- Developers: Team Meat Sluggerfly
- Publisher: Headup Games
- Artist: Lala Fuchs
- Composers: Ridiculon; Matthias Bossi; Jon Evans;
- Engine: Unreal Engine 5
- Platforms: Nintendo Switch 2; PlayStation 5; Windows; Xbox Series X/S;
- Release: March 31, 2026
- Genre: Platform
- Mode: Single-player

= Super Meat Boy 3D =

2026 video game

Super Meat Boy 3D is a 2026 platform video game developed by Team Meat and Sluggerfly and published by Headup Games.
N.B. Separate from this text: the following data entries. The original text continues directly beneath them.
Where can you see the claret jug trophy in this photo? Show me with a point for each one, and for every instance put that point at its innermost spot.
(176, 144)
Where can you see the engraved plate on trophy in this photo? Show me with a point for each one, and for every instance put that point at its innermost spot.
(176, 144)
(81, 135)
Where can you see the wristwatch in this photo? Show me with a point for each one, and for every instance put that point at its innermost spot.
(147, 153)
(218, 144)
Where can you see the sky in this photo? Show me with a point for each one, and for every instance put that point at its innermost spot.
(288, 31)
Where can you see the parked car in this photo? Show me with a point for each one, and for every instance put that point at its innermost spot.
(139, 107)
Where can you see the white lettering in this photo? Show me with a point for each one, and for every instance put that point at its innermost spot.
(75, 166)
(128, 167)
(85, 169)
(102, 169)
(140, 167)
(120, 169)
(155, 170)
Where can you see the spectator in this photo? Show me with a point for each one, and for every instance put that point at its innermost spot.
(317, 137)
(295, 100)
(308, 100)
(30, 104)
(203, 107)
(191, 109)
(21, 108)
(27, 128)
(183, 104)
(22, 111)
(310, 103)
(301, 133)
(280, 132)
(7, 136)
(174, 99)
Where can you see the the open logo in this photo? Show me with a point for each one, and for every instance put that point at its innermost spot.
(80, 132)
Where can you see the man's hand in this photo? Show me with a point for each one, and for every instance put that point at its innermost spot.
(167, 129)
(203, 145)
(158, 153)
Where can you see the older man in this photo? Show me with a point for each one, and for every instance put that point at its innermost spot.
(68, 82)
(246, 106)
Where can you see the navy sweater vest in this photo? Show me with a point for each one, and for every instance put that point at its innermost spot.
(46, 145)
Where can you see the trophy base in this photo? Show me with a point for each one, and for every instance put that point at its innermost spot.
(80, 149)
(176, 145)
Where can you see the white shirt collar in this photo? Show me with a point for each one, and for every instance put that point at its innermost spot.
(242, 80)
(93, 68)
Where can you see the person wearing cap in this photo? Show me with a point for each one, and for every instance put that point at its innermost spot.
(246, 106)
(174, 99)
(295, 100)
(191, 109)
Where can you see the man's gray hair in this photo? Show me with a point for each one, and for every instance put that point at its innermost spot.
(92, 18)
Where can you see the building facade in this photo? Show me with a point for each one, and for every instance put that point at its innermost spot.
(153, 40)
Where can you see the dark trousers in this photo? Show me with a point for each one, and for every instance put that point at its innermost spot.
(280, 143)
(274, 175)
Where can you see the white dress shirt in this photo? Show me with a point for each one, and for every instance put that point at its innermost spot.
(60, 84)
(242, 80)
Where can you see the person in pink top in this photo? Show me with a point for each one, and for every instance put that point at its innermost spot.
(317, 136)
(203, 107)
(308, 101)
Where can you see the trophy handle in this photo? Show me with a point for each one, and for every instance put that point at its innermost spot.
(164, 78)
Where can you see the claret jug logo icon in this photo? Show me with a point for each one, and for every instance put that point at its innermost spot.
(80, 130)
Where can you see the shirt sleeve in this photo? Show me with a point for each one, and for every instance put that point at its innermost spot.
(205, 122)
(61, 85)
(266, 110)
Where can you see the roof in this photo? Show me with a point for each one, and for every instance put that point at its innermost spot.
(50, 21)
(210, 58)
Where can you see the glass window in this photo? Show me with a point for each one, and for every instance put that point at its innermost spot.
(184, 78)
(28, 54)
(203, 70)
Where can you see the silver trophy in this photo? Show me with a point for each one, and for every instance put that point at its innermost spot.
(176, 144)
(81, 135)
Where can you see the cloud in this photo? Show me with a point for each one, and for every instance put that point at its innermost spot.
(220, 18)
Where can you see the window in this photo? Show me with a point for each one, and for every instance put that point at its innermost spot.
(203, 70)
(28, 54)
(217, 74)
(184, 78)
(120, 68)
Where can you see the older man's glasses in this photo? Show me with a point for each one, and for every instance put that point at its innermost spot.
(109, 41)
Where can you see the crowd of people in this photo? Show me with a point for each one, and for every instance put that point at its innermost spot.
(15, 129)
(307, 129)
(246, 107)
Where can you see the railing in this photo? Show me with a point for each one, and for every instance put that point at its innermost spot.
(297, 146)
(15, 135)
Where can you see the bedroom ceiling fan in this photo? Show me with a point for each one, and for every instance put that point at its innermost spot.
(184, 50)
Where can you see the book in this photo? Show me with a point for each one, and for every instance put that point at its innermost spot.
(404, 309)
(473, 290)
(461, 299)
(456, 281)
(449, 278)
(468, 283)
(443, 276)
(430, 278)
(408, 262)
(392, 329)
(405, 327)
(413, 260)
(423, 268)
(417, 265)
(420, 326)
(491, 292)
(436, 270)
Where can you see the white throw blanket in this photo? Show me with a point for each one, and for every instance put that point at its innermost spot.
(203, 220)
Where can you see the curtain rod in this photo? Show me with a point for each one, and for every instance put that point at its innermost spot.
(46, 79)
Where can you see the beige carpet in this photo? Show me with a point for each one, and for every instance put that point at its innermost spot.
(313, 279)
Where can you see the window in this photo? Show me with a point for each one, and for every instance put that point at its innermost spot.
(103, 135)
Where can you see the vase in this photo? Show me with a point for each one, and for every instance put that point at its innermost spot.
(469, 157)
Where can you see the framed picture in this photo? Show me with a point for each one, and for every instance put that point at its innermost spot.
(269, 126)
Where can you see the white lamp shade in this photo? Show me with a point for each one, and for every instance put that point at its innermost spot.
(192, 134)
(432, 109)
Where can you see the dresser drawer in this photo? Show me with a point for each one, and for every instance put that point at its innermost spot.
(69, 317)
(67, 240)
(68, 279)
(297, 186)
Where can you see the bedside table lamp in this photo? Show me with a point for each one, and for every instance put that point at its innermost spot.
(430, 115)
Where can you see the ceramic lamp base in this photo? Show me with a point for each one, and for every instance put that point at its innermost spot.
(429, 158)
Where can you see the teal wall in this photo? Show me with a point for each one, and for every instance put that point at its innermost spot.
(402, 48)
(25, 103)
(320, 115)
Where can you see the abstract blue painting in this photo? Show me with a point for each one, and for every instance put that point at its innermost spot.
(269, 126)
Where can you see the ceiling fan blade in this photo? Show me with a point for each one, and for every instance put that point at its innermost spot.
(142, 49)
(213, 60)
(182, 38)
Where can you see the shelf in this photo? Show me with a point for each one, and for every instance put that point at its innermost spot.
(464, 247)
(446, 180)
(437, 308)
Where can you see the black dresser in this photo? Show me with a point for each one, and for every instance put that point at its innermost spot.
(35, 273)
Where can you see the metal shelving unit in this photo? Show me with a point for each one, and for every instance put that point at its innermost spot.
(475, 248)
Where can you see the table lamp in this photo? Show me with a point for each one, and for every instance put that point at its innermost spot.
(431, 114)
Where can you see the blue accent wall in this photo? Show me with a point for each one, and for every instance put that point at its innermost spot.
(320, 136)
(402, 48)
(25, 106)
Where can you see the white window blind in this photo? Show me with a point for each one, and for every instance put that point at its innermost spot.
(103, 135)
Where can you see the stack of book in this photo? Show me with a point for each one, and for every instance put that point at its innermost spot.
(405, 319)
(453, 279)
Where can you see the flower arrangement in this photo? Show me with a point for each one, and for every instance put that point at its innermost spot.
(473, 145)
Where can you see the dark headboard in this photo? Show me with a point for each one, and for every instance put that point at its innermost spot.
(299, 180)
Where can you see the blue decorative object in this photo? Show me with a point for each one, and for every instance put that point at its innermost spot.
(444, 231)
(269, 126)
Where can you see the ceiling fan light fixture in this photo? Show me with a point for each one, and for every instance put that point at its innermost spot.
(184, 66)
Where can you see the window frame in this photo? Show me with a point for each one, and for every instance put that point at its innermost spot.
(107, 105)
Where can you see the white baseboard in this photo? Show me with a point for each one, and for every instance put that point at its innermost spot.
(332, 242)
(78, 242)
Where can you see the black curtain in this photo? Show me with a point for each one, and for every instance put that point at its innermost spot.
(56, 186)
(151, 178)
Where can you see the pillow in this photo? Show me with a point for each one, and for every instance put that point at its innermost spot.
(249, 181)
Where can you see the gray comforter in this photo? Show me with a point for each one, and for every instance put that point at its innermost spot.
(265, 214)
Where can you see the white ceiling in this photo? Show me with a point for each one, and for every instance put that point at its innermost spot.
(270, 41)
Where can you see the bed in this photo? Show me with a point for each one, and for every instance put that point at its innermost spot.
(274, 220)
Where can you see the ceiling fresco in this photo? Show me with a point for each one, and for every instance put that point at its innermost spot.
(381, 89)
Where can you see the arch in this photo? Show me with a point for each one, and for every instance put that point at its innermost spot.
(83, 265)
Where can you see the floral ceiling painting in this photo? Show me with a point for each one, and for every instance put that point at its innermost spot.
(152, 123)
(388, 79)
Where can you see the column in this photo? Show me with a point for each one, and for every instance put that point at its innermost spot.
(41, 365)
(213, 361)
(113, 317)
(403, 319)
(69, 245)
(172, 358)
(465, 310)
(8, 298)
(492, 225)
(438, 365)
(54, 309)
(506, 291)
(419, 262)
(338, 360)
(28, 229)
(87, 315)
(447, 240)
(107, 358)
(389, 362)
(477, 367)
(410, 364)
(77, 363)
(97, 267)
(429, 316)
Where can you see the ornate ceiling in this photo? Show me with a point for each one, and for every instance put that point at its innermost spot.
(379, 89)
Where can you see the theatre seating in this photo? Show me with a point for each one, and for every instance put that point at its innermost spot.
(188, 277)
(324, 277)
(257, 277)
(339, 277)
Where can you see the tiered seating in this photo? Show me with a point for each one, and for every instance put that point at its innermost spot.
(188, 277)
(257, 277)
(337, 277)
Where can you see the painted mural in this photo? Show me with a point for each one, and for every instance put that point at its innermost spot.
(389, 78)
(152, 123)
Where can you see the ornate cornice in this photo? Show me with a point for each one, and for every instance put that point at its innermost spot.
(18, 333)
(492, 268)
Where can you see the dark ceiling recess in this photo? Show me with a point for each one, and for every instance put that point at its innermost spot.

The third main installment in the Super Meat Boy series, it was released for the Nintendo Switch 2, PlayStation 5, Windows and Xbox Series X/S on March 31, 2026.

== Gameplay ==

Meat Boy jumping over toxic waste

Super Meat Boy 3D is a 3D platformer in which players control a small, dark red, cube-shaped character named Meat Boy, who must save his cube-shaped, heavily bandaged girlfriend Bandage Girl from the evil scientist Dr. Fetus. The game adapts the gameplay of Super Meat Boy, bringing its precision platforming into a 3D environment. Players attempt to reach the end of each level while avoiding enemies, circular saw blades, industrial shredders and various other obstacles. Meat Boy does not have any health; any contact with dangerous obstacles kills him instantly. Upon death, the player instantly respawns at the beginning of the level. The player can jump and run on platforms, and can jump off, slide down or run on walls. Additionally, a mid-air dash can be performed, allowing the player to extend jumps and break certain platforms. Dark world is set to return from Super Meat Boy, which houses harder versions of regular levels. The game also features bosses. After a level is completed, all the player's attempts to complete the level are shown simultaneously. Most levels contains a collectible bandage in hidden or hard-to-reach areas.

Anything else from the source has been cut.